Data In-Place: Data quality testing integration¶
Integrate and test your database by setting up Connections With DataOps TestGen. As you saw in tutorials 1 through 3, TestGen connects your data to profiles, then generates and finally executes data quality validation tests. The results of those tests are available in the TestGen UI. However, data test results should be included in DataOps Observability to see issues in complete context and for sharing and alerting.
How to:
- Log in to DataOps TestGen (note: the URL and credentials are printed at the end of the installation)
- Click on 'Configuration' in the Navigation Bar
- The connection information for DataOps Observability should be at the bottom of the screen. It was added during the demo setup.

- To manually send the test results to DataOps Observability, press 'Connections' on the navigation bar. You will see the UI below. From there, highlight the first row in the table, then click the 'Table Groups' button on the right.

- You should see the 'Test Suites' table in the UI (see below). From there, highlight the first row in the table. You will then see a series of buttons appear below the table on the right. You will need to hit the button 'Run Test Execution Now,' followed by hitting the 'Start' button. After a few moments, you can hit the 'Run Observability Export Now' button, followed by the 'Start' button. This will send the latest test results to the default component in DataOps Observability.

Data In-Use: Integration¶
Two other methods exist to send data about your data estate into DataOps Observability.
The first method is to integrate your tools by sending them directly to the event API or directly by Python.


The second method is to integrate your tools via an existing DataOps Observability Integration Agent. The UI shows a list of available agents.
How to:
- Log in to DataOps Observability (note: the URL and credentials are printed at the end of the installation)
- Click on 'Integrations' in the Navigation Bar, then click the 'View Available Integrations' in the upper right of the page. Then, click (as an example) the Azure Data Factory Agent. You will see information about downloading and configuring the agent on the right (see below)

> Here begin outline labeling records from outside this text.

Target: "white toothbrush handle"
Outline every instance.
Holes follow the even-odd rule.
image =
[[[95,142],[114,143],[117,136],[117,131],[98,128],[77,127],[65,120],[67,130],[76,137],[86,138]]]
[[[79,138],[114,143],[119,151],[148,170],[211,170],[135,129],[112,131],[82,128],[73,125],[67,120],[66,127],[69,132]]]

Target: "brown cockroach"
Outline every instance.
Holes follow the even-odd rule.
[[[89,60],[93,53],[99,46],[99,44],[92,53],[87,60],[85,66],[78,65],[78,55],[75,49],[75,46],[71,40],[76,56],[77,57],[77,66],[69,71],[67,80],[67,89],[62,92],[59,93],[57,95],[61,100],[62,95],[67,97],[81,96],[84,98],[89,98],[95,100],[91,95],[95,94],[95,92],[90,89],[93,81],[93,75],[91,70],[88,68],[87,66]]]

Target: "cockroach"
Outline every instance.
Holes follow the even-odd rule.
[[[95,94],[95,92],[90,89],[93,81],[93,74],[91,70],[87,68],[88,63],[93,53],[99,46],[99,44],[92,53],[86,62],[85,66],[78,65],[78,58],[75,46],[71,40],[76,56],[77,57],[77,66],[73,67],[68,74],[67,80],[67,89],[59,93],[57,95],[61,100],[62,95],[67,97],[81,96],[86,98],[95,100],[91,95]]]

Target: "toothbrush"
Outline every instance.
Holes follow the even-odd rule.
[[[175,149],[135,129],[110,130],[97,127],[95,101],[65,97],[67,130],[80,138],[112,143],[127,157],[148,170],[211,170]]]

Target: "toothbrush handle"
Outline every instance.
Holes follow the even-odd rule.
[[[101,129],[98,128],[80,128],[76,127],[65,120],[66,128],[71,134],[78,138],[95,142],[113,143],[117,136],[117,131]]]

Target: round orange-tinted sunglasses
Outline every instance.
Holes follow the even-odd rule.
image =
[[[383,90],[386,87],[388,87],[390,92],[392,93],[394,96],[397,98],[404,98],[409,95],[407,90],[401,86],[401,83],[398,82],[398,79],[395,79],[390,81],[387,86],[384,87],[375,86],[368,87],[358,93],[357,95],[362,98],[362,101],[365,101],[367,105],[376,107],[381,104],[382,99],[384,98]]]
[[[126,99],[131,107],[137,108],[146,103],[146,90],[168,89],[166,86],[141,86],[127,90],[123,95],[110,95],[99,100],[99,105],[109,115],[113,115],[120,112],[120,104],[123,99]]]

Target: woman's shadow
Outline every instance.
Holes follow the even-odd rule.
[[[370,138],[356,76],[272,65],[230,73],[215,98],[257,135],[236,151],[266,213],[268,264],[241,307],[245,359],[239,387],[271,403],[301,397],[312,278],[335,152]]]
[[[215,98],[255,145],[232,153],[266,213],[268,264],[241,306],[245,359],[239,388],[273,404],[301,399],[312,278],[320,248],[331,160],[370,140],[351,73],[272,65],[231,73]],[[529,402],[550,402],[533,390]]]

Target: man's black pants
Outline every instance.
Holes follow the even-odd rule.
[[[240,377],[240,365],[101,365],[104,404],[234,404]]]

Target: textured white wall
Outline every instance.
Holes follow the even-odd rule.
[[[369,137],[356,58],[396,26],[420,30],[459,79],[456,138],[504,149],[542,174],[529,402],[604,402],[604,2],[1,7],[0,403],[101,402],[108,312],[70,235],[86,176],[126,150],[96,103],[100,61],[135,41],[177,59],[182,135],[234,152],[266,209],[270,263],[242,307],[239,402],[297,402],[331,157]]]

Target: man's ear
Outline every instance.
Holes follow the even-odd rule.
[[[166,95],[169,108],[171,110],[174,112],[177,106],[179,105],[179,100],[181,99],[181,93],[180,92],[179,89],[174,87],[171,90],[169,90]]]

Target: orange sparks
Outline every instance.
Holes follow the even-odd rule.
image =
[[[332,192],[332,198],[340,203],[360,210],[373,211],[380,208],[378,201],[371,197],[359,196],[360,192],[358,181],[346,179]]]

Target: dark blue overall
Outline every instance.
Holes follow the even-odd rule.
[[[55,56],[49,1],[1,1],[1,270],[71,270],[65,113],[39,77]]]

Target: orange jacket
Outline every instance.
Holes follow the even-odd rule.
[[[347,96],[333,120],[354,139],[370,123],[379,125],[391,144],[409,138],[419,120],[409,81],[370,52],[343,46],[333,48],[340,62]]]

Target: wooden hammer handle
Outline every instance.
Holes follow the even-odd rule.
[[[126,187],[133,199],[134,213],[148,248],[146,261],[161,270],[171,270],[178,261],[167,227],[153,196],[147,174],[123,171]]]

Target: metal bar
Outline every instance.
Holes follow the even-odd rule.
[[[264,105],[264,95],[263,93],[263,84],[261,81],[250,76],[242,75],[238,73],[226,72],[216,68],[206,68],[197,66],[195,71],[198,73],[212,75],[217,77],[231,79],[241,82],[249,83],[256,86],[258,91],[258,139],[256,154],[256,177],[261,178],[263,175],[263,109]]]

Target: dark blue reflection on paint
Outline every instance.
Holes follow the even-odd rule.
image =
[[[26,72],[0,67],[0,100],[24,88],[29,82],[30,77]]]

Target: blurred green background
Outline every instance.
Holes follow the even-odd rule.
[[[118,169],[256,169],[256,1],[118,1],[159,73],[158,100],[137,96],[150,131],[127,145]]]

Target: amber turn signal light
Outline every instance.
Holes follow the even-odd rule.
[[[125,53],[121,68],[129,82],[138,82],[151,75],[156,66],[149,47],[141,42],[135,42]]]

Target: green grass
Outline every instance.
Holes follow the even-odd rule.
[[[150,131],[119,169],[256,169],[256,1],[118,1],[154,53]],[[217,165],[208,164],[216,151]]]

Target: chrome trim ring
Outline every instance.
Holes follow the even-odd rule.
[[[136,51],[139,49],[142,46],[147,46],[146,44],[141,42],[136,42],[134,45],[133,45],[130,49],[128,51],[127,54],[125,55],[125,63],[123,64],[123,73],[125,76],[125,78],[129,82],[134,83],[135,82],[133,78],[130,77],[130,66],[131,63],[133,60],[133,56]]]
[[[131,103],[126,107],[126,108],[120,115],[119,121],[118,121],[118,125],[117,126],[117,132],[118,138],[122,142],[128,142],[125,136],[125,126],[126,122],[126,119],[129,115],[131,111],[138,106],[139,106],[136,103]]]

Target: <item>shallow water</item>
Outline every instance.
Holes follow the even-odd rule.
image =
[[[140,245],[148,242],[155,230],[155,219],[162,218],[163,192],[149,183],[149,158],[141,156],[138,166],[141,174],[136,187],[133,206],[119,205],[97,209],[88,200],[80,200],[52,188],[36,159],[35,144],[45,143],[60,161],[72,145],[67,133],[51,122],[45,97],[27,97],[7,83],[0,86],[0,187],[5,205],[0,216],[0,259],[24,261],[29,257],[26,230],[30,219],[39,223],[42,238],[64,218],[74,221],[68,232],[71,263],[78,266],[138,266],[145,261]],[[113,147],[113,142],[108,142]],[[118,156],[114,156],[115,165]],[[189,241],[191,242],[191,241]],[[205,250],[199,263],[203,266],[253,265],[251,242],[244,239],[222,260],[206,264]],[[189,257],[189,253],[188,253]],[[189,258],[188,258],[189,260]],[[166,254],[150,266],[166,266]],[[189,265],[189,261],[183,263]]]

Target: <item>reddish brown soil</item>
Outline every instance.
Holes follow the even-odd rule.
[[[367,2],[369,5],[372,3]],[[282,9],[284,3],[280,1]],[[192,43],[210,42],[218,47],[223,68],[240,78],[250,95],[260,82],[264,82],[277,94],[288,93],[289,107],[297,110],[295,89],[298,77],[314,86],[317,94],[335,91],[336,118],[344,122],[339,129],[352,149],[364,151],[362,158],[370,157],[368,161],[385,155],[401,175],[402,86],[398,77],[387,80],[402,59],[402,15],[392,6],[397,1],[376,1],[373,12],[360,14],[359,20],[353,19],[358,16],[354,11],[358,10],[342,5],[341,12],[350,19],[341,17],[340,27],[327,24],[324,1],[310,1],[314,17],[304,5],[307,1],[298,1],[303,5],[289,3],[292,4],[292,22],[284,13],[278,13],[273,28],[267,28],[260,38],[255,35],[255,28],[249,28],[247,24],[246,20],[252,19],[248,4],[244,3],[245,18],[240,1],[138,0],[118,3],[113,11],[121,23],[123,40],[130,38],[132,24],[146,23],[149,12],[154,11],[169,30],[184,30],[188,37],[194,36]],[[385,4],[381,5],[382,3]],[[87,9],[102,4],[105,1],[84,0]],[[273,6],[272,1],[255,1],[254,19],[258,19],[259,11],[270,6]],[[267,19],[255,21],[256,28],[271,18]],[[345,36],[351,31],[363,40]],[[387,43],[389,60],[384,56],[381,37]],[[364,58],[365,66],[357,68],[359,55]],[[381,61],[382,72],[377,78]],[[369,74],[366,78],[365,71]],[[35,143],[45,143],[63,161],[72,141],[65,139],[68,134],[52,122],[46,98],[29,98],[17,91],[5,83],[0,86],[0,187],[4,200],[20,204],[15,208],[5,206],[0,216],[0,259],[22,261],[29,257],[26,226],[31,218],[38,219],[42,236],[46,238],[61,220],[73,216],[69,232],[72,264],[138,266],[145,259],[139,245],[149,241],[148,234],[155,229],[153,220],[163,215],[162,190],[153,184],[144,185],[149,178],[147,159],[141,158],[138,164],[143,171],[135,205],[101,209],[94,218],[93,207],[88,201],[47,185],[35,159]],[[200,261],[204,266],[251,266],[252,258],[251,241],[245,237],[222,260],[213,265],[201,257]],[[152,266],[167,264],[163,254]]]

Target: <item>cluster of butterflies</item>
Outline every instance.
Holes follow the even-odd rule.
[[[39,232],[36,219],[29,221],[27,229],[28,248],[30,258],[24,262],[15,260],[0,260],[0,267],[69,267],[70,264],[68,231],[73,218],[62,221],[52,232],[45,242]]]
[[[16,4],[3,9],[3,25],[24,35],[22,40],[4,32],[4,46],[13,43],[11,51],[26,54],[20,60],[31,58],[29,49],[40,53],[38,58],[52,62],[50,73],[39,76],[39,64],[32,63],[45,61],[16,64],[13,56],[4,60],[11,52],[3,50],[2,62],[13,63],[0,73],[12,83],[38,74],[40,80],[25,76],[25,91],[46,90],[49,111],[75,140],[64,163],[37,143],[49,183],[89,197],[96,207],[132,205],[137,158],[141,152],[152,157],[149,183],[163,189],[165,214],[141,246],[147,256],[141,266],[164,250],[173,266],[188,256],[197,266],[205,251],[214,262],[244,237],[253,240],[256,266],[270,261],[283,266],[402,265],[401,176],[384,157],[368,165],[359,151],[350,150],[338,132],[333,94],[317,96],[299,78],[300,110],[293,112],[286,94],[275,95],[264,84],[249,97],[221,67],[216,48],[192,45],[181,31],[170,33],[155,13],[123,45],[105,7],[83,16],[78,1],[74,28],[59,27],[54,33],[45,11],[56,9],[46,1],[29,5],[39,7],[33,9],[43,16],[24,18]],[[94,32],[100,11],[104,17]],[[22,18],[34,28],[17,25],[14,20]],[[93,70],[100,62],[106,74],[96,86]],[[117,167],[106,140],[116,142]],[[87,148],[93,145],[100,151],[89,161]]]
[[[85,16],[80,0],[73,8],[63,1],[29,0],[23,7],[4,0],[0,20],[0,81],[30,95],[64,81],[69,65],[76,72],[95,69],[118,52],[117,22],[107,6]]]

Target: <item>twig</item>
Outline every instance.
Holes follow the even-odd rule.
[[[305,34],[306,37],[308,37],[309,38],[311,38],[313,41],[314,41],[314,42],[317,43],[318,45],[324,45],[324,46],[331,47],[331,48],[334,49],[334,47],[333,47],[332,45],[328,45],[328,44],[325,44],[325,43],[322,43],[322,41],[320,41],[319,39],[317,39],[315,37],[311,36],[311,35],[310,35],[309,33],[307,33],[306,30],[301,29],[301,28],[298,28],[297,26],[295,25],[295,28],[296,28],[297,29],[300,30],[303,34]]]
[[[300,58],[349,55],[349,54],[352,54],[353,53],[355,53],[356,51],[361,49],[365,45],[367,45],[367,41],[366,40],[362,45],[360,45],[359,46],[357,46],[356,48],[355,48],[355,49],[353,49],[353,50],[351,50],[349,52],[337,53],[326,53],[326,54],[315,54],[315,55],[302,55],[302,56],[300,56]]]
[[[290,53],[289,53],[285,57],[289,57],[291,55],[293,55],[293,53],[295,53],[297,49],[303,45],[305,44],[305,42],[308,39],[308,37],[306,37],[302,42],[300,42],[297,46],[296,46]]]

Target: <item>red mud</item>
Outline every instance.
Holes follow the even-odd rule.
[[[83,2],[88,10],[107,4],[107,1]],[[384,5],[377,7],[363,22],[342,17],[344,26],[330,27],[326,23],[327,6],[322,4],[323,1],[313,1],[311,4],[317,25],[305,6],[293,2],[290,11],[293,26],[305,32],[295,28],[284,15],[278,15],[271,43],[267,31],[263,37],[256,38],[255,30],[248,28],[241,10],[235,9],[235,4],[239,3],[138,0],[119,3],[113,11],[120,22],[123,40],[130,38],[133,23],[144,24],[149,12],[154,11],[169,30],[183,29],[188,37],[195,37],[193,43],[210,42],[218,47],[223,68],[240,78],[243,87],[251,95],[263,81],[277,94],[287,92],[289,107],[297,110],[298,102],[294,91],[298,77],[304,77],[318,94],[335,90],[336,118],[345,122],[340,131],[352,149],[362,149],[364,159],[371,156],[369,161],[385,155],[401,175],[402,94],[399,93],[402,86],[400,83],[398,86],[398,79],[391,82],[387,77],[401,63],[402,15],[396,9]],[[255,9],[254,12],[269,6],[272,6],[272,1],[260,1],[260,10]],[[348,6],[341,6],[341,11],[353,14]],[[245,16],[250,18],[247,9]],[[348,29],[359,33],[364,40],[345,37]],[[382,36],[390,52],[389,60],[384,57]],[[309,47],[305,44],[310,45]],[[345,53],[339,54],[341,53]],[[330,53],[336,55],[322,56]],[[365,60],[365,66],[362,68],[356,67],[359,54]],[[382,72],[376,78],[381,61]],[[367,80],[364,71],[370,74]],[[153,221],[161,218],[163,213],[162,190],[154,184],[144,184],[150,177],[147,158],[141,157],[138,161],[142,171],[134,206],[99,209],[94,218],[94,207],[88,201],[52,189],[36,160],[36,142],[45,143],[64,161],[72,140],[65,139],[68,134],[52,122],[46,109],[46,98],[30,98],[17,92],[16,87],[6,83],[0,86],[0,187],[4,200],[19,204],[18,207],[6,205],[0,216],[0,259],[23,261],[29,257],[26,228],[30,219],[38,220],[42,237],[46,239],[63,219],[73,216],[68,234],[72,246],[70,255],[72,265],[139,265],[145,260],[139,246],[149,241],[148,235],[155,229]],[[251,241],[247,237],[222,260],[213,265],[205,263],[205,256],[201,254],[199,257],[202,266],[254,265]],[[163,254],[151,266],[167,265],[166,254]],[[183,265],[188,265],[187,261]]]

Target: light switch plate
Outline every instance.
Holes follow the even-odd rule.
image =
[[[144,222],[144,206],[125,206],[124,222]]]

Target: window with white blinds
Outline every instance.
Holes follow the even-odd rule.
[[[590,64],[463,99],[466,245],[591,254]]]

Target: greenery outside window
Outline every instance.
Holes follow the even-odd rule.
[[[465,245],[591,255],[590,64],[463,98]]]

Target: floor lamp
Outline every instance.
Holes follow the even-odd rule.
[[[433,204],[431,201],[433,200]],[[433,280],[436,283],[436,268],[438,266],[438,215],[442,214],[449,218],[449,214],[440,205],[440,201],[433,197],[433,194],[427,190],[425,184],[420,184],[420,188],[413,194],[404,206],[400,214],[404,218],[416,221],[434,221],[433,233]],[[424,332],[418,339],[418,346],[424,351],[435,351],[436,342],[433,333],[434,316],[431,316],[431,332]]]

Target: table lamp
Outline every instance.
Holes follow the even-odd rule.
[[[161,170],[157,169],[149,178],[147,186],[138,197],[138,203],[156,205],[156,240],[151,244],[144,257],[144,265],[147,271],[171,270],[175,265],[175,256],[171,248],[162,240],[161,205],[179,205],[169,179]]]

- If an agent is not available for your existing tool, you can create one by extending the framework at our GitHub repo at https://github.com/DataKitchen/heimdall-agents
- The demo provides a way to see the status of agents. To do this, you will need to run a command line argument from the directory you used to run the
dk-installer.pyprogram. Execute the following command:python3 dk-installer.py obs run-heartbeat-demo - These agents, of course, are not running, but the demo program simulates a heartbeat API event that our Agent framework provides. Find the Status of your Agents in the DataOps Observability UI. Just click on 'Integrations' from the navigation bar:

Benefits¶
Testing data in place (in a database) and data in use (in your data architecture toolchain) provides the complete picture to ensure your production data work is timely, accurate, and trusted.
Next steps: How can I do this on my data right now?¶
We recommend that you start connecting DataOps TestGen to your data, profiling your data, generating tests, and setting up the export of those tests to a data journey in DataOps Observability. We then recommend installing an Observability Agent against an existing tool (e.g., Airflow) and having that automatically send events into Observability. Connect the two created components to your Data Journey!